Douglas Murray: I Didn’t See This Coming From Trump
PLUS Victor Davis Hanson - The Proof is Right Here – Something BIG is Coming…
Douglas Murray lays it out clearly…
Trump is the first Western leader in living memory who didn’t just talk tough on immigration - he actually showed it’s possible to reverse decades of elite negligence.
While European politicians like Salvini or Farage shrug and say “it can’t be done,” Trump proved the opposite.
Deportations happened.
Criminal illegals were sent back.
The fatalism that has defined Europe for a generation was shattered.
Murray contrasts this with Britain’s Nigel Farage, who openly admitted mass returns are impossible, and with Italy’s Salvini, who promised but had no plan.
For Europe’s right, that’s devastating: what’s the point of demanding secure borders if you concede defeat before the fight begins?
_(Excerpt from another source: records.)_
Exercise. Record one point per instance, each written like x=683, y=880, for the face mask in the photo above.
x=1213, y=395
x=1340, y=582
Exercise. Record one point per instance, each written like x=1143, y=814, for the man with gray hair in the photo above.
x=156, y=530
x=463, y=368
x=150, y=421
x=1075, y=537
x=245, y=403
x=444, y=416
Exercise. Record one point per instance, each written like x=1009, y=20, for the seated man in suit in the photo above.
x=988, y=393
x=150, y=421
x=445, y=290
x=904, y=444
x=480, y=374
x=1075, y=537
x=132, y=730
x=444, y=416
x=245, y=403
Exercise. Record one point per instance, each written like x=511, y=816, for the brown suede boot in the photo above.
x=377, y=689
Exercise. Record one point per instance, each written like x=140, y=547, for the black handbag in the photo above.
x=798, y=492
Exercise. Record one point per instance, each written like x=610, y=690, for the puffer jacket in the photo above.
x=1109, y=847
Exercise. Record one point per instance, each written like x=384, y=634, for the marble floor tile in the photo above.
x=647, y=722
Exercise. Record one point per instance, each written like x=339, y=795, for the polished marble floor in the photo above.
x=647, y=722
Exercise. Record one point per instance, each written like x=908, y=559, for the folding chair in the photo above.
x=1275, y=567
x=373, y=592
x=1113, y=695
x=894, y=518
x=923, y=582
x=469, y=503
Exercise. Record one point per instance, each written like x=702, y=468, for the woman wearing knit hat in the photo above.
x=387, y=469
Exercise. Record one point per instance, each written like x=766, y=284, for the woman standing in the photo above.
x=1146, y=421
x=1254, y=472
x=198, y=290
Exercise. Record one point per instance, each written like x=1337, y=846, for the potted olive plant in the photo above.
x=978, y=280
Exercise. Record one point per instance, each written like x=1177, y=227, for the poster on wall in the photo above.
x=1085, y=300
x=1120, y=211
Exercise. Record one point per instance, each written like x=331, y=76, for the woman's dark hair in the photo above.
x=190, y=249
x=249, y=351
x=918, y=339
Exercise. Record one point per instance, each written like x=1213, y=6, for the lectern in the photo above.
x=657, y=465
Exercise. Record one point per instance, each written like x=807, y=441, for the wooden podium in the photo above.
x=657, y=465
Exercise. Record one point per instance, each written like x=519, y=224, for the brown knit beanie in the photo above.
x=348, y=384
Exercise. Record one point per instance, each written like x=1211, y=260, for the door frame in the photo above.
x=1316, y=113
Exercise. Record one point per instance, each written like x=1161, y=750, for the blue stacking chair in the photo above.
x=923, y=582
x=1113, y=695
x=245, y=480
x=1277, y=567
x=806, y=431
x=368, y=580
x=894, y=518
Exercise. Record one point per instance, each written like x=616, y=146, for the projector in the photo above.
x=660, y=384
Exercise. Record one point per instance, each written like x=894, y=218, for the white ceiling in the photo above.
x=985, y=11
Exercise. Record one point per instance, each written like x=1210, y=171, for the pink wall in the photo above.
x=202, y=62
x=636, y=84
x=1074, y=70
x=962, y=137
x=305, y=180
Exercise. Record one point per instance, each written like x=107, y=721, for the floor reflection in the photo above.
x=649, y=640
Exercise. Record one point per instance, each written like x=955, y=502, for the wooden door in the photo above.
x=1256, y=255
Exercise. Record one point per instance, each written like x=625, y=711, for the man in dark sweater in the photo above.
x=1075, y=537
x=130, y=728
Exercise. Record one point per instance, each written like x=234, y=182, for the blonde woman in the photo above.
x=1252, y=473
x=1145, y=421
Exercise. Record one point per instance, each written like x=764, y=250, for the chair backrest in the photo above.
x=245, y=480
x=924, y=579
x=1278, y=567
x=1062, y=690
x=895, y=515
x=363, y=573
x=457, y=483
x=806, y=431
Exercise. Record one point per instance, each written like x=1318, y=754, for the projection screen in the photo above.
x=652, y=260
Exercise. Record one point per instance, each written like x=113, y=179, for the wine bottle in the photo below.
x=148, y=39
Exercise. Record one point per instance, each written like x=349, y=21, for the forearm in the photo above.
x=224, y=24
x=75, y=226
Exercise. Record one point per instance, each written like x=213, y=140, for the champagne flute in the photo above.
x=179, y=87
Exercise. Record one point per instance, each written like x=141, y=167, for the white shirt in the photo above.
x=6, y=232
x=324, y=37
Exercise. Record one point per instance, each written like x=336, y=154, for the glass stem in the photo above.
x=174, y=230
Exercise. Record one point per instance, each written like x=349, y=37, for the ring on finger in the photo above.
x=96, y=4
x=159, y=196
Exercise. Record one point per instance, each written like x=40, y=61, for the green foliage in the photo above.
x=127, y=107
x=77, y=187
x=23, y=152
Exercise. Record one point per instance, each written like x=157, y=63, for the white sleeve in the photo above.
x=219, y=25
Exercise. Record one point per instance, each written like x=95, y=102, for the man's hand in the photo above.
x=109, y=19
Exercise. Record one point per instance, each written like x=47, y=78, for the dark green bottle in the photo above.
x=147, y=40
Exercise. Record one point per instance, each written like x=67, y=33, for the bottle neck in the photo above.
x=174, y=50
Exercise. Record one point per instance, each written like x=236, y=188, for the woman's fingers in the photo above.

Trump’s example is historic—because if America can do it, Europe can no longer hide behind excuses.
This isn’t just about the U.S. border.
It’s about the West itself.
Either leaders prove sovereignty means something, or they watch their nations unravel under the weight of illegal migration, double standards, and cultural fragmentation.
Trump’s fight is America’s fight—but it’s also Europe’s last warning.
VIDEO
If Trump can do it, then the leaders of Europe face a dilemma -
Can they do the same?
Trump’s strategy is straight out of The Art of the Deal…
Set a precedent
Develop winning protocols
Plan on winning, never focus on failure
Be continuously persistent
The Proof is Right Here – Something BIG is Coming… | Victor Davis Hanson
Our Note: This is an earlier video of VDH, the message of which is still VERY relevant.
Victor Davis Hanson delivers a searing critique of America’s modern immigration culture- where newcomers from some of the world’s most troubled regions are given unprecedented opportunities, only to turn around and attack the very country that welcomed them.
From AOC’s Puerto Rican roots to Rashida Tlaib’s Palestinian background, from Ilhan Omar’s rise from Somalia to Congress, Hanson argues that the U.S. bends over backward with scholarships, affirmative action, and DEI advantages - yet is rewarded with ingratitude and hostility.
Drawing on vivid historical memory, Hanson contrasts today’s victimhood politics with the sacrifices that built the nation - Gettysburg, Belleau Wood, Okinawa, the Battle of the Bulge, Vietnam.
He challenges new arrivals and foreign-born politicians to acknowledge those sacrifices instead of erasing them, to praise the system that made their success possible rather than condemning it.
He also aims at the flood of foreign students—many from illiberal or openly hostile regimes—who pay top tuition but bring anti-American activism to campus.
For Hanson, student visas and U.S. residency are privileges, not entitlements, and they should be reserved for those who respect the foundations of the West: free markets, constitutional government, independent courts, and the Judeo-Christian ethic.
The message is blunt…
If you hate America, why fight to stay?
Gratitude is not weakness -
it’s the glue that keeps a nation from tearing itself apart.